With three new sails in 2010, the sail inventory should be all set for this summer’s Race to Mackinac. “We’ve done it so many times, it’s a routine,” says Ruley. “The prep shouldn’t be an all new experience each year.” When they get to the end of the year and see something that needs attention, they replace it right away.
“Preparation is really important,” says Ruley. “It leads the way to success. But we’ve got a good mixture of people. With big boats especially, you have a lot of crew turnover each year. Two or three will go away because of other commitments, so we focus on filling those spots by advertising on craigslist, listing in local sailing rags, and posting signs in area clubs. We might start with 30, interview 10, and maybe get three.”
Rags, C&C 115
2010 Lake Yachting Racing Association Boat of the Year
Owners: Judy and Frank Button, Toronto, Canada
The Lake Ontario scene is a healthy microcosm of handicap racing today, and picking up the area’s Boat of the Year trophy is a feat reserved for those committed to a full calendar of racing. For Judy and Frank Button, co-owners of the C&C 115 Rags, [Judy, says Frank, is the better driver of the two] their selection came on the heels of a long string of successful regattas scattered around the Canadian and American sides of the lake. They covered a lot of water and hit all the key events with their dual-purpose machine, and persistence paid off.
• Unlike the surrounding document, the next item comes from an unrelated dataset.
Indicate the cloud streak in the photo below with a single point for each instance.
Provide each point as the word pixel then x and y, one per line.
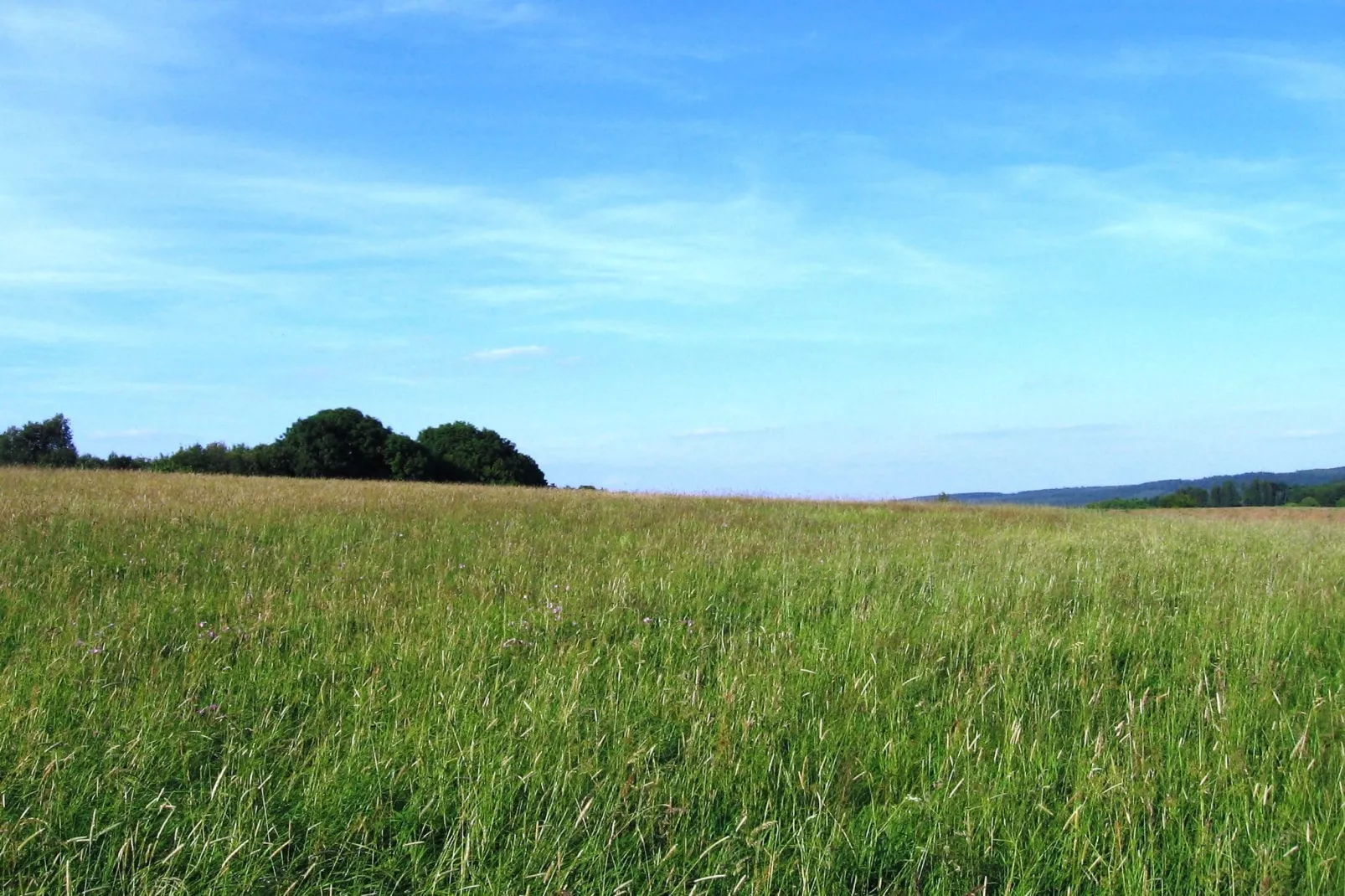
pixel 514 353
It’s the Buttons’ fifth year with the C&C 115—they came out of the Laser 28 class—and when we spoke in late April, they were headed to the boatyard with an abbreviated to-do list.
“The bottom paint is the first thing to be done. Other than that, there’s not much that needs to be done,” says Frank. One important fix that has their attention, though, is fabricating a guard for one of the spinnaker-pole track end fittings. “Sometimes the sheets snag on it, and that breaks the fitting,” says Frank. “We actually had a guard on it last year, and it broke, too. This year, we’ve come up with a piece of Lexan that’s designed to let the sheets slip off more easily. We hope it works.”
The big hardware alteration they’re making is to the steering pedestal guard. When jibing from reach to reach (in the pre-start, for example), the mainsheet snags on the pedestal. It has broken three times already, so they’re installing a 48-inch diameter guard “that’s almost bigger than the steering wheel itself.”
The pedestal guard protects the new Garmin 740S chartplotter, as well. And that’s important, because the Buttons believe the chartplotter is a piece of race gear upon which they rely heavily. “When doublehanded racing [as they often do], we always have the course in the chartplotter and watch where we are going from on deck.”
For the time being, the bottom is VC17, but the boat (and the Buttons) are retiring and moving to Vancouver, where they plan to really cruise the boat and mix in a few of the Northwest’s best distance races. As he prepares for saltwater, Frank is pondering a switch to Interlux Micron CSC.
Rag’s sail inventory is anything but rags for 2011. They’ve taken possession of a new Doyle D4 jib, a working jib, and a Heavy No. 1. Otherwise, Rags will be undergoing an extensive cleaning and inspection as opening day nears on Lake Ontario. “Shackles and blocks, we check them all,” says Frank. “As we launch, we make sure the cotter pins are tight. Everything is pretty new, so there’s not a whole lot we need to do. The big thing for us is making sure we have the crew together; that’s more important than anything else.”
The Buttons host parties in the fall and spring to keep the crew connected, and they settle on a schedule and get commitments well in advance (about nine crew for each regatta). “It boils down to good people,” says Frank. “We’re not looking for experts, just people who enjoy sailing.”